皮下注射とは、注射針を皮膚表面から皮下脂肪組織(皮下組織)まで刺し入れ、薬液を注入する投与方法です。英語では「Subcutaneous injection(SC)」と略されます。
皮下脂肪組織には血管が豊富ではないため、筋肉内注射と比べると薬物の吸収速度はやや遅く、緩やかです。そのため、一定時間にわたって薬効を持続させたい場合に適しています。注射部位としては上腕外側、腹部、大腿前面などが多く選ばれます。
代表的な使用例としては、糖尿病治療のインスリン注射があります。インスリンは経口投与すると消化酵素で分解されてしまうため、皮下注射が必要です。その他にも、エピネフリン自己注射(アドレナリン自己注射)、一部のワクチン、ヘパリンなど多くの薬剤が皮下注射で投与されます。

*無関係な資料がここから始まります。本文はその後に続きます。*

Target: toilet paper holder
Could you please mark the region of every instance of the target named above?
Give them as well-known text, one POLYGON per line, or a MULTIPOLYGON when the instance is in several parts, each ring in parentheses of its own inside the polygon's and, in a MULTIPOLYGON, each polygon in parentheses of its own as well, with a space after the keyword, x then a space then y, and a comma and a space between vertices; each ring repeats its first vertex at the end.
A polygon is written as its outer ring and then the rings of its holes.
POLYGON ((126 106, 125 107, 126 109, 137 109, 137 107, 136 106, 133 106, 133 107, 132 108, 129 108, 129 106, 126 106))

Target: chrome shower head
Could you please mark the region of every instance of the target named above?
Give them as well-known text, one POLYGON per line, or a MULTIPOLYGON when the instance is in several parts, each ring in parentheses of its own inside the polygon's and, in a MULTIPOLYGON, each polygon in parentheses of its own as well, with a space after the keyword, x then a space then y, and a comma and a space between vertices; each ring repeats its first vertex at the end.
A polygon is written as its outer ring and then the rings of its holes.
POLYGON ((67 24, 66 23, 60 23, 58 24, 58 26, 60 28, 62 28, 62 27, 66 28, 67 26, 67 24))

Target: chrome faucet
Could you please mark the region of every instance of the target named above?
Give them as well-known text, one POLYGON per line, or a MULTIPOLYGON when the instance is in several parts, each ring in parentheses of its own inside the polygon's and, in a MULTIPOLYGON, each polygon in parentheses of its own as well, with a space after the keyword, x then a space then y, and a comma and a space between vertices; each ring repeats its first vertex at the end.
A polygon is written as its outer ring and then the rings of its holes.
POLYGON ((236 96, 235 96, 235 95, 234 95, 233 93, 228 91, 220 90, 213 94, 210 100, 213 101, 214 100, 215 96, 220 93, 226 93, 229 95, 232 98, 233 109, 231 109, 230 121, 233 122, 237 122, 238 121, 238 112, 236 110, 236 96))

皮下注射は比較的細い針を使い、痛みが少なく患者が自己注射を行いやすいことも特徴の一つです。ただし、同じ場所への繰り返し注射は皮下組織の硬化(リポジストロフィー)を招くことがあるため、注射部位のローテーションが推奨されます。
使い方・例文
糖尿病の患者は、毎食前に腹部などに皮下注射でインスリンを自己投与します。